Approximately 1 h after the transfer, asynchronous ventricular pacing at a rate of 80 beats/min was noticed on ECG telemetric monitoring. Several minutes later, the patient suddenly lost consciousness. A decrease of pacing stimuli on the T wave with resultant ventricular fibrillation was observed on the ECG tracing (fig. 2). Cardiopulmonary resuscitation was initiated. Over an 8-min period, the patient received three external defibrillatory shocks of 300 J. After the second shock, slow ventricular rhythm of 50 beats/min was observed with rapid degeneration to polymorphic ventricular tachycardia. After the administration of 80 mg lidocaine, 2 g magnesium sulfate, and a third shock, stable rhythm with dual-chamber pacing of 100 beats/min was achieved. The patient regained consciousness and was transferred back to the intensive care unit. On arrival, the pacemaker was found to be in asynchronous mode with maximal atrial and ventricular output (20 and 25 mA, respectively). The underlying rhythm at this time was complete heart block with ventricular escape of 60–65 beats/min. The impulse generator was reprogrammed to DDD mode with the parameters described previously and was locked. The patient was stable and breathing spontaneously with a face mask. No neurologic deficit was found. After 24 h in the intensive care unit, the patient continued with DDD pacing with atrial tracking and a ventricular rate of 100–104 paced pulses/min. The underlying rhythm was complete heart block. At this point, the pacemaker was checked again because a short run of ventricular tachycardia was observed on the ECG monitor. The pacemaker was found to be in asynchronous mode again (dual chamber paced, zero sensing, zero inhibition [DDO]: dual-chamber asynchronous pacing at 80 paced pulses/min, atrial output of 20 mA, and ventricular output of 25 mA). The impulse generator was replaced and checked in detail. On close examination it was found that this particular model of temporary pulse generator was very easily switched from DDD mode (atrial-triggered, ventricular-inhibited pacing) to dual-chamber asynchronous (DOO) pacing (the factory programmed default mode) by light pressure (single-finger touch) on the emergency button situated on the front panel of the device (fig. 3). This emergency DOO default mode overrides any preset (locked) pacing parameters and can be switched on even when the pacemaker is off.

The patient experienced no further dysrhythmias after changing to another atrioventricular sequential demand pulse generator (Model 5330, Medtronic Inc.). He remained in complete atrioventricular block and eventually required implantation of a permanent pacemaker.

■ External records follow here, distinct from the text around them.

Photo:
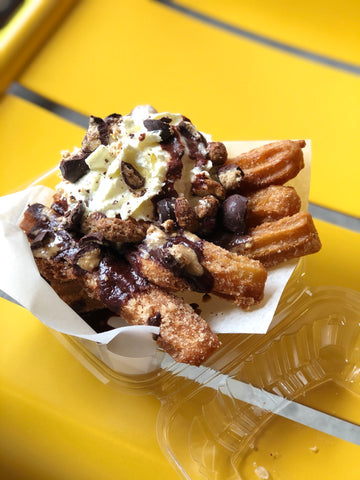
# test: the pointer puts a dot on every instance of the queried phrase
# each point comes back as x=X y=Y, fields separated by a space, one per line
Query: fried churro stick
x=271 y=203
x=180 y=262
x=276 y=242
x=114 y=229
x=111 y=281
x=274 y=163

Reported cases of ventricular tachyarrhythmias caused by a decrease in pacemaker stimulus during the “vulnerable period” of cardiac cycle have occurred in settings of acute myocardial ischemia, electrolyte disturbances, and drug effects, when the ventricular vulnerability to fibrillation is lower. 4Our patient did not have demonstrable coronary artery disease. Potassium and magnesium concentrations before arrhythmias were normal. However, the potential for altered ventricular excitation threshold must have existed. Evidence for this was atrial and ventricular dysrhythmias on the patient's preoperative Holter recording. The probable cause for this was cardiomyopathy secondary to long-standing ventricular volume overload.

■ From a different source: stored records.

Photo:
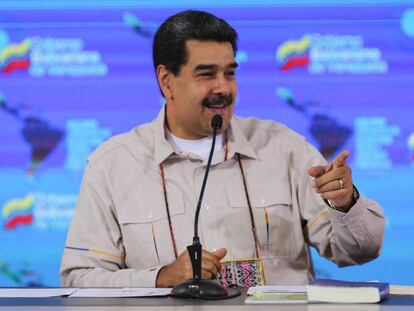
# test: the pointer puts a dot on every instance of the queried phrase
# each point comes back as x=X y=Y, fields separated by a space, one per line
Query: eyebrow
x=202 y=67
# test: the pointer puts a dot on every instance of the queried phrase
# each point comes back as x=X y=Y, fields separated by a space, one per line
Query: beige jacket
x=120 y=235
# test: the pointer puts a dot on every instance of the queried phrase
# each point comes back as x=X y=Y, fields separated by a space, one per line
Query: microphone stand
x=198 y=287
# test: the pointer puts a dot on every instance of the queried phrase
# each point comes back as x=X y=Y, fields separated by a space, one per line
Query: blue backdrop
x=73 y=73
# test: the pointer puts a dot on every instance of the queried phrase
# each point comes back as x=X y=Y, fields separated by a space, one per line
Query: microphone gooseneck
x=198 y=287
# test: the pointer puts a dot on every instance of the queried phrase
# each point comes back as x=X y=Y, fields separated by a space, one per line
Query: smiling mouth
x=217 y=102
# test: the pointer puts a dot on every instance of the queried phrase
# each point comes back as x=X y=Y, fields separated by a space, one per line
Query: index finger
x=341 y=158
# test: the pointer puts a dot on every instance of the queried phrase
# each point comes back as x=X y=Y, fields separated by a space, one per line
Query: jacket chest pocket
x=145 y=228
x=273 y=216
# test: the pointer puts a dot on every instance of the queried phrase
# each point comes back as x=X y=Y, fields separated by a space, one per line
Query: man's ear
x=164 y=77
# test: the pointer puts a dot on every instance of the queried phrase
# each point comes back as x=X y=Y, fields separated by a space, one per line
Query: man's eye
x=206 y=74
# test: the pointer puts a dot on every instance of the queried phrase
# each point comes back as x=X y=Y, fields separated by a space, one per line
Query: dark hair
x=169 y=45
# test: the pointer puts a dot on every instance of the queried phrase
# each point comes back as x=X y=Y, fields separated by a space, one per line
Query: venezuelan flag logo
x=18 y=212
x=15 y=56
x=293 y=53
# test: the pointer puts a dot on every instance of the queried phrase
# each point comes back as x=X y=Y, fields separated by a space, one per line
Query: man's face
x=205 y=86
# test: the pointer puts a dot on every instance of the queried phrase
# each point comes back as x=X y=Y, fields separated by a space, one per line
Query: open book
x=327 y=290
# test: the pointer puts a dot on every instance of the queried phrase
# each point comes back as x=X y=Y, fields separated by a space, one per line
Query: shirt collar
x=237 y=141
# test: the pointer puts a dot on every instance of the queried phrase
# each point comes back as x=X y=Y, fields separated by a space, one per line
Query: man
x=269 y=195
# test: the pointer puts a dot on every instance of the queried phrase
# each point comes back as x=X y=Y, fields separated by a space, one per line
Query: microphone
x=198 y=287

This case report should alert clinicians and nursing staff to the possible danger of accidental asynchronous pacing with this model of temporary pulse generator. This could be atrial asynchronous (AOO), ventricular asynchronous (VOO), or DOO depending on whether the device was programmed AAI (atrial inhibited or demand), VVI (ventricular inhibited or demand) or DDD (also DDI; dual-chamber inhibited), respectively. Even light pressure on the emergency button, located on the front panel of the device, may trigger default mode of asynchronous pacing. This easily could happen if the patient or care provider mistakenly mishandled or touched the emergency button on the pulse generator (e.g. , by picking up the pacemaker). Possible means to reduce this risk include eliminating this feature or requiring more than one depression or some other method to activate default-mode asynchronous pacing.